Donna Lenhoff, staff attorney with the Women's Legal Defense Funds, says teen-age girls can get redress under Title Seven of the Civil Rights Act if they can prove they're been fired or not promoted because they refused sexual overtures. But, she says, it is harder for teen-aged girls than for adult women to seek legal recourse.
"The teen-ager hasn't built up a support system in that job, because she's new and doesn't know anyone. There are no coworkers she can talk to, whom she can trust. Many of the usual avenues to follow in order to stop the conduct are harder. They're not closed to the teen-ager, but they're harder for her to follow because of her inexperience."
Peggy Crull has some practical advice for teen-age girls facing sexual harassment in their jobs this summer. "One of the important things to do is to be sure not to ignore it, because very often it will get worse," she says. "Men will take it to mean you're shy. It's important to say something, even if you don't say it the first time it happens. Be direct and be polite. Say 'I'm not interested, please don't talk to me that way, it's upsetting.' You have to let the person knwo you don't like it.
"I say be polite, because lots of times the person is your boss or he has an in with your boss and you have to be careful about your job.
"If there are other girls or women it's a good idea to get support from them," she says. "Lots of times you think you're the only person it's happening to, but usually that's not true. If he's bothering you, chances are he's bothering other people. If several people go to him and say, 'look this is bothering us, it's upsetting,' that obviously has more force.
"What you should always assume is that this harassment could lead to you losing your job. If you lose your job and you can demonstrate that it was because you refused sexual advances or refused to go along with overtures, then Title Seven will work for you.
"What you need to do when you find yourself in a situation like this is to first document what is happening to you. Keep a diary or some sort of calendar that shows the comments made, particularly if there are any threats attached to it. It's also a good idea if you have any records of your work performance, any evaluations of your work, to keep them. What frequently happens is that if they're going to fire you they're not going to say they fired you because you didn't put out. They're going to say she didn't do her work well. You have to find a way of demonstrating that you were fired for something else.

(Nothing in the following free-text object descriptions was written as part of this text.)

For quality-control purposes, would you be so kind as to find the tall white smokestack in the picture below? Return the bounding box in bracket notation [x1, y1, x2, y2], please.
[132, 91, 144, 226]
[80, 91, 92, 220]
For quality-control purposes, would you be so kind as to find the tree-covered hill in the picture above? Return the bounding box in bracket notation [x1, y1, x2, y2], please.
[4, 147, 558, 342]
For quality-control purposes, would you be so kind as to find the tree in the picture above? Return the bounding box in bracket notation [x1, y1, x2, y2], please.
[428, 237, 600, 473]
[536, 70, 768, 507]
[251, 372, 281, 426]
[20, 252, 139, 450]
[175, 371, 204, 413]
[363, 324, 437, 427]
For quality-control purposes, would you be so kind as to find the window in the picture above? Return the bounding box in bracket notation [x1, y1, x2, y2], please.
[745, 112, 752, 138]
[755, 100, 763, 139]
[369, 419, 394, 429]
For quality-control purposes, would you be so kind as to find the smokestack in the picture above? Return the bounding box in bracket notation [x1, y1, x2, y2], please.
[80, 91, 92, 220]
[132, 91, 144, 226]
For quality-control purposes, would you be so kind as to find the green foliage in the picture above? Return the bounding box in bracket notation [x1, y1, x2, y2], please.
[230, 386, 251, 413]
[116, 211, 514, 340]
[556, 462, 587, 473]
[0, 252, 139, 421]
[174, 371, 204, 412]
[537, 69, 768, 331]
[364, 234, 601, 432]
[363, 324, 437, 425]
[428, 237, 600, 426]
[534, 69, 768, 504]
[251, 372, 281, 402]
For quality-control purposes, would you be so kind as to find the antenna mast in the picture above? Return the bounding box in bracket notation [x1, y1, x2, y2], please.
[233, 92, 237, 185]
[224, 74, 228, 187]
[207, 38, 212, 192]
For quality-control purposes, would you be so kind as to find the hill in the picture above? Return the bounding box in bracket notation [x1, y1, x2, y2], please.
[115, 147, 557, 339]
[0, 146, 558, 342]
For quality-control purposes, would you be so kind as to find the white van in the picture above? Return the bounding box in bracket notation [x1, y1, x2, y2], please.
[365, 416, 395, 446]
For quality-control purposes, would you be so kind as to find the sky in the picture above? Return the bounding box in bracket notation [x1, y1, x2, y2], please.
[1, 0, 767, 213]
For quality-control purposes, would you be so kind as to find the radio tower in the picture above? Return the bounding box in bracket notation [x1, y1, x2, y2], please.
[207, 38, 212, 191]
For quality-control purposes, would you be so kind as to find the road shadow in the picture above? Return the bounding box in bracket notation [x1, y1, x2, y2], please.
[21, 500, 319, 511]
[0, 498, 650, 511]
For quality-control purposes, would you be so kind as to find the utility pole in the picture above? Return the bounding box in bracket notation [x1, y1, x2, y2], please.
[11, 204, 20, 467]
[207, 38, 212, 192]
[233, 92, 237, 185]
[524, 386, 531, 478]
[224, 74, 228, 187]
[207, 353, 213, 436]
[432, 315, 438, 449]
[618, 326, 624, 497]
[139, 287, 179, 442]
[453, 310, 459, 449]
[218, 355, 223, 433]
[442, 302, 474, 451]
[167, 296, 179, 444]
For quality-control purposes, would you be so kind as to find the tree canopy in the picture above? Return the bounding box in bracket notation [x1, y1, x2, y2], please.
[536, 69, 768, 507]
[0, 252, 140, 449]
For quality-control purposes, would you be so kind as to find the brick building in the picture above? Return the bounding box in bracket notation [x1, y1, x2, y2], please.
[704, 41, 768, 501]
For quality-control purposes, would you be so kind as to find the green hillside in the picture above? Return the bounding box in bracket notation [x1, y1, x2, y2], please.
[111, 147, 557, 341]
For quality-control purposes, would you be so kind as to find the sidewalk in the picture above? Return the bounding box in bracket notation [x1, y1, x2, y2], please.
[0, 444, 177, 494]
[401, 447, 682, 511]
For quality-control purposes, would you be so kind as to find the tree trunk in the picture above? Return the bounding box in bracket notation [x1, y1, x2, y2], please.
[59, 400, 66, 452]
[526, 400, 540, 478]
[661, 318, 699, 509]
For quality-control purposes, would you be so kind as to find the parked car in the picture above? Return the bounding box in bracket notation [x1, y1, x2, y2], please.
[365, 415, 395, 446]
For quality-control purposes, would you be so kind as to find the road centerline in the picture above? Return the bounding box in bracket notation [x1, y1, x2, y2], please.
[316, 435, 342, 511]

"It's a good idea, but again you're taking a risk, to complain to personnel or whoever is sort of a higher authority. If the job is in a small drug store then you might not have much recourse (Title Seven does not apply to businesses with less than 15 employes.) But if you work in a large organization, it's important to complain through official channels. Again, that gives you more force if something happens to you."
Teen-age girls are especially vulnerable to harassment in the summer jobs. They probably don't know it is illegal and they probably don't understand how the legal system in their jurisdiction defines and seeks to correct sexual harassment. But it is in the interest to find this information out when they enter the work force, and it is in their interest to assert themselves.
Courts are beginning to find that stores and corporations that ignore sexual harassment by their managers can be liable for damages. So it also in the interests of the stores to let their managers know that trips to the storage room are not in the job description of the teen-age summer help.